The Appalachian Trail and the White Mountains
The Appalachian Trail, the most famous hiking trail in the world, wends its way down along the U.S eastern coast from the north woods of Maine to Springer Mountain in Georgia, a distance of more than 2,100 miles.
Estimated to be some 5 million steps long, it passes through fourteen states, with the longest section in Virginia (545 miles), the greatest elevation in Tennessee’s Great Smokies (6,643 feet), and, by most accounts, one of the most beautiful and challenging parts running through New Hampshire. About half of New Hampshire’s section of the AT (as hikers like to call it) falls within the White Mountain National Forest, a rugged, sprawling recreational playground of 661,000 acres that has drawn lovers of the great outdoors since the 19th century, particularly hikers. The famous AT is only one of many trails that link up to an elaborate 1,200-mile network that ranges from the easy to the extraordinary.
The granddaddy of the White Mountains (so named because their granite peaks are so frequently covered by snow) is Mount Washington, the highest in the northeast at 6,288 feet, and fabled for harsh and unpredictable weather that can rival that of Antarctica.
The area’s most popular excursion is the innovative 1869 Mount Washington Cog Railroad, which chugs 3 ½ dramatic miles to Mount Washington’s peak. It can also be reached on foot or by car (allow one hour each way by car on the 8-mile road, and check your brakes first). Another favorite local excursion is the justly famous Kancamagus Highway (a.k.a. the Kanc), which stretches 33 miles from Lincoln in the west to North Conway in the east. During fall foliage season it’s the quintessential scenic New England drive.

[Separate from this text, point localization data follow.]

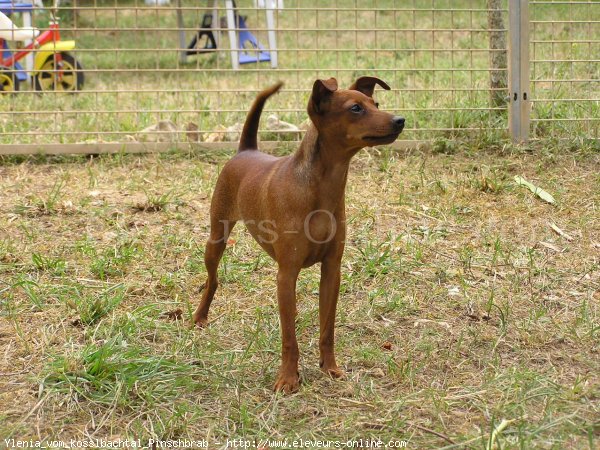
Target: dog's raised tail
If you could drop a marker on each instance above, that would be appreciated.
(248, 140)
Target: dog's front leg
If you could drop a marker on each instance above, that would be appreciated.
(288, 378)
(328, 297)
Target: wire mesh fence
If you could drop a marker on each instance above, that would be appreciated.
(132, 80)
(565, 68)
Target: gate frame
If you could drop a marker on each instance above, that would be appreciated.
(519, 110)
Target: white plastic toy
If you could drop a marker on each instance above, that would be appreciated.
(10, 32)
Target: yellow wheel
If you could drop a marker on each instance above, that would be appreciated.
(8, 81)
(67, 75)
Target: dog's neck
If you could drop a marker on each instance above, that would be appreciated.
(321, 163)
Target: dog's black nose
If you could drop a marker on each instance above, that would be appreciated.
(398, 121)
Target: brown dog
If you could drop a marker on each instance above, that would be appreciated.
(294, 205)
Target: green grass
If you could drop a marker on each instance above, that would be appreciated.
(125, 66)
(453, 317)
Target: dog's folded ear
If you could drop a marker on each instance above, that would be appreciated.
(366, 85)
(322, 90)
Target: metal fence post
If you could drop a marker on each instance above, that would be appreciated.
(518, 73)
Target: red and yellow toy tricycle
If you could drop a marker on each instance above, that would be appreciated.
(54, 68)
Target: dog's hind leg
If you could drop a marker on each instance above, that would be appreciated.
(215, 246)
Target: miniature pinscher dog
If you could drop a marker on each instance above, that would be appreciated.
(294, 206)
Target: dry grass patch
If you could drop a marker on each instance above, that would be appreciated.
(460, 306)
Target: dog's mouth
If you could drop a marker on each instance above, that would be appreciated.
(385, 138)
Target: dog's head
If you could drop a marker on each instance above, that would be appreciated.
(351, 115)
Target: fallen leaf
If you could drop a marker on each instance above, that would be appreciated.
(387, 345)
(176, 314)
(420, 322)
(560, 232)
(536, 190)
(550, 246)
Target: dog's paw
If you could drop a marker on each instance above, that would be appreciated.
(333, 372)
(287, 383)
(200, 322)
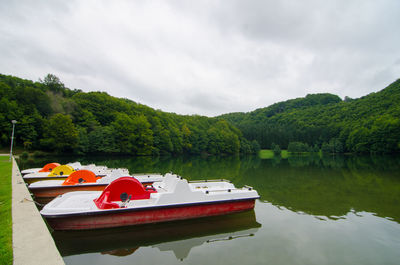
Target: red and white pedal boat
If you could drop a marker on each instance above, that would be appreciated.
(83, 180)
(126, 202)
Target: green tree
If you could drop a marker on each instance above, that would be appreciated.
(60, 133)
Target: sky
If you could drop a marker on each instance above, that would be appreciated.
(206, 57)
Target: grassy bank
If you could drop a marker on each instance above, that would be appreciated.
(5, 211)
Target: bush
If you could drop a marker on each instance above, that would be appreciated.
(299, 147)
(39, 154)
(276, 149)
(24, 155)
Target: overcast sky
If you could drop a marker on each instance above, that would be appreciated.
(205, 57)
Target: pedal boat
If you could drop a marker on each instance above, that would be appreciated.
(126, 202)
(62, 172)
(46, 168)
(83, 180)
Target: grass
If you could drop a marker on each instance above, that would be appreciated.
(269, 154)
(6, 252)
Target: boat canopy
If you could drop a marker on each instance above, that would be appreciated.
(81, 176)
(49, 167)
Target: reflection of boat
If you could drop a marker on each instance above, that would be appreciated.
(126, 202)
(178, 237)
(181, 248)
(82, 180)
(63, 171)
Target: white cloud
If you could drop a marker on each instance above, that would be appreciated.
(205, 57)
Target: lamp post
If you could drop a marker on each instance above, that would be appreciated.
(12, 137)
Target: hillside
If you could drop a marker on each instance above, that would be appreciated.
(52, 117)
(370, 124)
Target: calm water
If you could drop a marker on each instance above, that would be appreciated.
(335, 210)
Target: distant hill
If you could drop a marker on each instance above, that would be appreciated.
(52, 117)
(370, 124)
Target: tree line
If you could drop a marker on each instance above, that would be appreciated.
(370, 124)
(52, 117)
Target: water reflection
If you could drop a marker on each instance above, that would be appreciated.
(177, 237)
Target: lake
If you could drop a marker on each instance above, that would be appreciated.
(312, 210)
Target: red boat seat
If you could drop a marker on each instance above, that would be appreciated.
(81, 176)
(128, 185)
(49, 167)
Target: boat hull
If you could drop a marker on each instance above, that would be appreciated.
(128, 217)
(35, 179)
(54, 191)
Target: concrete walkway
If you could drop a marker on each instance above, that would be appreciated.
(32, 242)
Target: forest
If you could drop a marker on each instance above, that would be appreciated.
(54, 118)
(370, 124)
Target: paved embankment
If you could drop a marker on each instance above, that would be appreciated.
(32, 242)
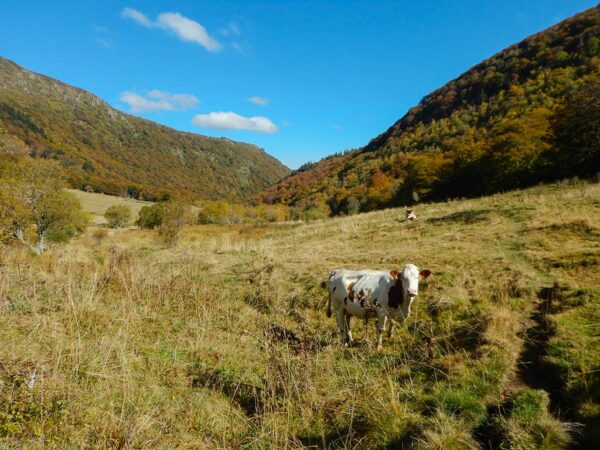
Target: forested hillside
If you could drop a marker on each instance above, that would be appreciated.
(529, 114)
(112, 152)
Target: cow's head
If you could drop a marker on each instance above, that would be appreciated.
(410, 277)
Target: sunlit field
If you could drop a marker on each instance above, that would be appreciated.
(97, 204)
(222, 341)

It’s hard to compete with so much natural drama, but the majestic Mount Washington Hotel boasts 1,500 acres of its own. Its manmade centerpiece is a rambling 200-room leviathan that’s been welcoming visitors since 1902, and makes for a perfect rest stop. Stake out a rocker on its 900-foot veranda for the chance to revel in the beauty of the Presidential Range without having to lace up your hiking boots.